Cihaz güvenliği ve IoT riskleri
Akıllı aygıtların yaygınlaşması, güvenlik açıklarını da beraberinde getiriyor. Türkiye’de akıllı kent ve fabrika uygulamalarının artması, bu alandaki muhafaza tahlillerini öncelikli hâle getiriyor. ESET, IoT aygıtlar için “gömülü güvenlik çözümleri”, periyodik firmware güncelleme, ağdan izole segmentler oluşturulmasını öneriyor.
Siber direnç yeni periyodun zorunluluğu
Artan akınlar karşısında kurumların sadece güvenlik tedbirleri almakla kalmayıp, taarruzlardan sonra süratli toparlanma kabiliyetine de sahip olması gerekiyor.
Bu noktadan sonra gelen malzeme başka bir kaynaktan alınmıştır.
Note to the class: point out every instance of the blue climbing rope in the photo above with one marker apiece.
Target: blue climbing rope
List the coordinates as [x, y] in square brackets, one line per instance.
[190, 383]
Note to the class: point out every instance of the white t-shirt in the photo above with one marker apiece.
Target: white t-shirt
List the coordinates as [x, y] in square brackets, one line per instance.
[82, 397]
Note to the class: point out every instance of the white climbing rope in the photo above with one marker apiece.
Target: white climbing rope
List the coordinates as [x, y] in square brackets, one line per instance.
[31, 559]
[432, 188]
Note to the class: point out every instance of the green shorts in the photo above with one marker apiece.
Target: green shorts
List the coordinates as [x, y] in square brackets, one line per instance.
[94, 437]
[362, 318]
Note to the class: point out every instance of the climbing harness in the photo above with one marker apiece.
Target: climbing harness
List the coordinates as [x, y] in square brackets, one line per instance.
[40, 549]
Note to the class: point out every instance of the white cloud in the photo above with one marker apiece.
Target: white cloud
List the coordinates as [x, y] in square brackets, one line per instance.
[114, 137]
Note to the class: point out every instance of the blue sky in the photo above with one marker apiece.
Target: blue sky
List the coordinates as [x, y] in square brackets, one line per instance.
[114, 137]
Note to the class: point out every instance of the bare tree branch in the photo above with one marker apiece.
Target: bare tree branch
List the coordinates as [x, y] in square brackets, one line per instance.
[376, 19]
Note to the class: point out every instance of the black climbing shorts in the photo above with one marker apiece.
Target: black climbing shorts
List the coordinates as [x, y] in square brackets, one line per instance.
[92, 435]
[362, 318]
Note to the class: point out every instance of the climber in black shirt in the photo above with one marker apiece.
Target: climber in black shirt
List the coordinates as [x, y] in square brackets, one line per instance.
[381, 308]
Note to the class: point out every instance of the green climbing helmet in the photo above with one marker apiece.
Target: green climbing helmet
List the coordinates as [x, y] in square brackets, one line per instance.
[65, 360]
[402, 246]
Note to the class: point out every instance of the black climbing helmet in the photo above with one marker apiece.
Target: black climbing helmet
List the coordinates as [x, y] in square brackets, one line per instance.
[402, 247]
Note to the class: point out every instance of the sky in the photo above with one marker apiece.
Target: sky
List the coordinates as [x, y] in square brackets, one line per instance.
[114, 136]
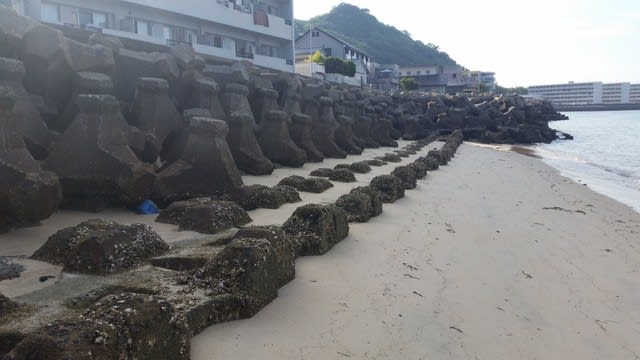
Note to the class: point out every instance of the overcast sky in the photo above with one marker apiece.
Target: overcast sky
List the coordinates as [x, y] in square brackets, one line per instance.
[524, 42]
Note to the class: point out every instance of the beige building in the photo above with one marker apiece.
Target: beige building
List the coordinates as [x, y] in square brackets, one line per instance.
[260, 31]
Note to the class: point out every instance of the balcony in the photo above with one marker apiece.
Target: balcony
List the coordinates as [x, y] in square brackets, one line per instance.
[224, 12]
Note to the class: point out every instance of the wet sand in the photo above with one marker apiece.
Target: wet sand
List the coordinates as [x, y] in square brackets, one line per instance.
[494, 256]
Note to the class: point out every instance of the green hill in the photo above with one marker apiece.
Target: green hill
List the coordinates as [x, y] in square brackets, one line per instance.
[385, 43]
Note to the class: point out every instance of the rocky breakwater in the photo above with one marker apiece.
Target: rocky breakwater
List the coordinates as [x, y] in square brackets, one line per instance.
[99, 124]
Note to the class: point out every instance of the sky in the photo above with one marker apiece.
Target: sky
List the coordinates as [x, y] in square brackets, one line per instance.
[525, 42]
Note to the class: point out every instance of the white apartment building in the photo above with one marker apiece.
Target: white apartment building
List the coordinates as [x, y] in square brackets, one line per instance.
[616, 93]
[570, 94]
[257, 30]
[634, 93]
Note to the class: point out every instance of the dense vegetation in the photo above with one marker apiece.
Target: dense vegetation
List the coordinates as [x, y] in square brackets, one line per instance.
[385, 43]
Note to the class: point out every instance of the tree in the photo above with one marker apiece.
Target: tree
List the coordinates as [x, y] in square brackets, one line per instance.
[408, 84]
[317, 58]
[349, 68]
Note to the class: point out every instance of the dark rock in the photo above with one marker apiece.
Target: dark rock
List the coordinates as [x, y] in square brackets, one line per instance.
[420, 169]
[322, 172]
[390, 158]
[132, 65]
[282, 244]
[44, 53]
[359, 206]
[376, 162]
[317, 228]
[196, 91]
[276, 143]
[104, 170]
[390, 187]
[381, 132]
[9, 269]
[324, 127]
[155, 115]
[27, 194]
[199, 164]
[300, 132]
[101, 247]
[242, 140]
[26, 118]
[290, 194]
[12, 30]
[342, 175]
[344, 136]
[83, 83]
[204, 215]
[360, 167]
[249, 269]
[374, 196]
[312, 185]
[407, 175]
[261, 197]
[121, 326]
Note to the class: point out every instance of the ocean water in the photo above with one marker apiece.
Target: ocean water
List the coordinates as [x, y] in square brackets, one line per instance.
[605, 153]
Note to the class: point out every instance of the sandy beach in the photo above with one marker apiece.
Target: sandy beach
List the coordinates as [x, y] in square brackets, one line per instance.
[494, 256]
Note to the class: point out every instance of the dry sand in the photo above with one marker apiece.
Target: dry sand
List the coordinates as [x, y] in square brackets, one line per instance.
[495, 256]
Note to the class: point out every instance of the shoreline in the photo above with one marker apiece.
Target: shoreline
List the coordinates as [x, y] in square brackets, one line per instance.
[478, 271]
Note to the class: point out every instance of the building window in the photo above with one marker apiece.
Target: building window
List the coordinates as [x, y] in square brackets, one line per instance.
[50, 13]
[143, 28]
[217, 41]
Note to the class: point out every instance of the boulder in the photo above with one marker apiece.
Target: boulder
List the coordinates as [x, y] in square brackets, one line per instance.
[12, 30]
[101, 247]
[317, 228]
[104, 170]
[376, 162]
[391, 188]
[344, 136]
[275, 142]
[282, 244]
[361, 204]
[420, 169]
[381, 132]
[312, 185]
[242, 140]
[155, 116]
[250, 269]
[299, 124]
[342, 175]
[360, 167]
[26, 118]
[44, 53]
[301, 134]
[323, 127]
[122, 326]
[204, 215]
[408, 176]
[199, 164]
[374, 197]
[322, 172]
[83, 83]
[194, 90]
[263, 197]
[27, 194]
[132, 65]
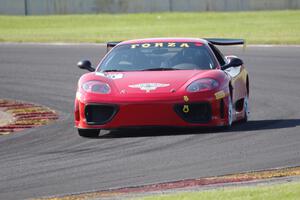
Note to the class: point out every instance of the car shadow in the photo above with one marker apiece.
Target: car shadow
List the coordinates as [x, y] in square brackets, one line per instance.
[253, 125]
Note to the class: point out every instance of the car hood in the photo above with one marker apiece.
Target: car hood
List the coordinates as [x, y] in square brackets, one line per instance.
[151, 81]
Dijital direnç kavramı, bilhassa Türkiye’de şimdi gereğince yaygın değil lakin kritik değerde.
ESET, uçtan uca güvenlik anlayışıyla; MDR/XDR tahlilleri, yapay zekâ dayanaklı tahlil sistemleri, taşınabilir ve IoT güvenliği üzere pek çok alanda kurumlara takviye veriyor. Türkiye’deki ofisi aracılığıyla kamu, güç, sıhhat ve finans bölümleriyle iş birliğini sürdürüyor, tertipli rapor ve webinarlarla farkındalık sağlamayı hedefliyor.